Schippersbeurs
Plaats: Emmeloord
Locatie: Veerplein
Maker:
materiaal: diverse bouwmaterialen
Jaar: 1955-1956
Beschrijving:
In de Friese Koerier van 17 maart 1956 stond: "EMMELOORD — Het nieuwe schippersbeurs-complex te Emmeloord is gereed gekomen. Deze schippersbeurs annex café-restaurant voorziet in een grote behoefte, ook wat betreft de vergaderruimte hier ter plaatse. Woensdag a.s. zal het complex officieel in gebruik worden genomen". Café Tholen, dat met de kopgevel gericht naar de Urkervaart staat, werd op 21 maart 1956 officieel geopend door de heer A.D. van Eck, hoofd van de bouwkundige afdeling van de Directie Wieringermeer, o.a. in tegenwoordigheid van plaatsvervangend landdrost dr. A. Blaauboer. De heer W. Tholen (1913-1983), die later landelijke bekendheid zou krijgen als paragnost, was de uitbater van het café-restaurant. Warner Tholen was geen onbekende in Emmeloord want hij was kantinebeheerder in kamp Emmeloord II geweest.

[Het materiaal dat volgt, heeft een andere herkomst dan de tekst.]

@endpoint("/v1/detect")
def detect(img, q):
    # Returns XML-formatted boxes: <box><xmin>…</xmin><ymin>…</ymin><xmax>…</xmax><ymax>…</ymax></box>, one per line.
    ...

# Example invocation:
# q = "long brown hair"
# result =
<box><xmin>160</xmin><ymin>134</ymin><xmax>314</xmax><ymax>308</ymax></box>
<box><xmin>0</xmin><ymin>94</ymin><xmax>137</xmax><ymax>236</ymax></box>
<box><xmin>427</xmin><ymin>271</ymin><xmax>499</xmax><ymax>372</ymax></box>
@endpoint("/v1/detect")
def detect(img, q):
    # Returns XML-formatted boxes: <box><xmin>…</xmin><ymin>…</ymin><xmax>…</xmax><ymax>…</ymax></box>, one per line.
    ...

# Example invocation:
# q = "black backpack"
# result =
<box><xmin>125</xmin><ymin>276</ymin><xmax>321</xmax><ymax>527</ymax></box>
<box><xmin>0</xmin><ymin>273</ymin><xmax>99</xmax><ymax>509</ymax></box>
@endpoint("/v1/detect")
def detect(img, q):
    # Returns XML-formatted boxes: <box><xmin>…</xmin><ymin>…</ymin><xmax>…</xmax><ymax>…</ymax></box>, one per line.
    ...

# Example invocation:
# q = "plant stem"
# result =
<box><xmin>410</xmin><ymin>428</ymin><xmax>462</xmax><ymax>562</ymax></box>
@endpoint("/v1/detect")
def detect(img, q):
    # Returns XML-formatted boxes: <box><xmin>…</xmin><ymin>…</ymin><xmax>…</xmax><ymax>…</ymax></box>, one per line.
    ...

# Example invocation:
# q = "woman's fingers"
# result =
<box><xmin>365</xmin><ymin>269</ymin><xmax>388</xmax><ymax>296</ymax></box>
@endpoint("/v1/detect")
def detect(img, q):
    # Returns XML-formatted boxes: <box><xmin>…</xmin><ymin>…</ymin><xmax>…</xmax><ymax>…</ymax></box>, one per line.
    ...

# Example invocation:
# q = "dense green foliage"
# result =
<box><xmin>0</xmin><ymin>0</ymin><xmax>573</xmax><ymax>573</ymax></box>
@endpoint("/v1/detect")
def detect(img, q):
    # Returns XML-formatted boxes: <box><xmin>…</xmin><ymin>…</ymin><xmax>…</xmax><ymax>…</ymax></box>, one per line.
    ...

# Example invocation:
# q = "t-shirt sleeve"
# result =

Schipperscafé Tholen aan de Urkervaart markeerde de overgang van het stadscentrum naar het achterliggende industrieterrein. Het café was het trefpunt van vele schippers die hun schip in Emmeloord of omgeving hadden afgemeerd in afwachting van een nieuwe lading. In een nevengebouw, dat haaks gebouwd was op café Tholen, was de op 21 april 1956 in gebruik genomen Schippersbeurs gevestigd. De Schippersbeurs, die onder gezag van het ministerie van Verkeer en Waterstaat stond, was de plaats waar binnenvaartschippers en verladers bijeenkwamen om vervoerscontracten af te sluiten. In 1933 werd de Wet op de Evenredige Vrachtverdeling (EV) aangenomen in de Tweede Kamer. Binnenvaartverladers werden daarmee verplicht om hun vracht via de regionale schippersbeurzen aan te bieden. Daarmee werd de concurentie tussen schippers opgeheven. Op de beurs stonden de schepen ingeschreven die binnen de regio gereed waren om lading in te nemen en hiervoor een vergunning hadden. Nederland werd verdeeld in 19 rayons, per rayon was er een schippersbeurs. Na de drooglegging van de Noordoostpolder kwam eind jaren 1940 ook in Emmeloord een schippersbeurs. Als een schipper zijn lading gelost had, kreeg hij een cognossement van de ontvanger; het bewijs dat zijn schip leeg was. De lostijd op dat briefje bepaalde zijn beurt bij de beurs. Met dit ontvangstbewijs meldde de schipper zich op de schippersbeurs. Dan kreeg hij een nummer. Als er een reis (vracht) werd aangeboden door de beursmeester kon de schipper daar op nummeren. Het laagste nummer kreeg dan de reis toegewezen tegen vastgestelde tarieven.